The species also resembles Agapetes sikkimensis. It differs by its inflorescence, which is racemose or sub corymbose rather than fascicled or short corymbose. The peduncle is 10 to 30 millimeters long compared to approximately 5 millimeters long. The corolla is tubular rather than tubular urceolate. The stamens are calcarate rather than ecalcarate. The style is 23 to 25 millimeters long compared to 10 to 22 millimeters long.

== Etymology ==
The specific epithet athangensis refers to the type locality, Athang Block in Wangdue Phodrang District, Bhutan.
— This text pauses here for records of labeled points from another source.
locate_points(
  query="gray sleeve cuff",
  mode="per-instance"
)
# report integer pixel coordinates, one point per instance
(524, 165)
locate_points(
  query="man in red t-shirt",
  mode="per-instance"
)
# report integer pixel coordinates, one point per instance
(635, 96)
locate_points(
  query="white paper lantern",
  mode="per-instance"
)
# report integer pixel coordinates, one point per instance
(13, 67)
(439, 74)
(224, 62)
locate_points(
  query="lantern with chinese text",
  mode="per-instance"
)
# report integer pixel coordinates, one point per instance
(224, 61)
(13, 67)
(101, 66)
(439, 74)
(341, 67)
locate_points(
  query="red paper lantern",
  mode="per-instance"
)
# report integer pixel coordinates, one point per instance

== Distribution and habitat ==
Agapetes athangensis is endemic to Bhutan. It is known from two localities: the Ada area under Athang Block in Wangdue Phodrang District, and the Ranibagan and Retey areas under Dekiling and Jigmecholing Blocks in Sarpang District. The species grows as an epiphyte on Schima wallichii in warm broad leaved forest at elevations of 1000 to 1590 meters. Other associated tree species include Castanopsis tribuloides and Quercus griffithii. The species flowers from November to January.

== Conservation status ==
The species is known from three locations with five mature individuals recorded. All three habitats are situated along footpaths and roads and may be threatened by human activities and road expansion. No additional populations have been found in adjacent areas. Due to insufficient information on the species' abundance and distribution, it is assessed as Data Deficient (DD) according to IUCN Red List Categories and Criteria. Further surveys are needed to determine its full distribution and conservation status.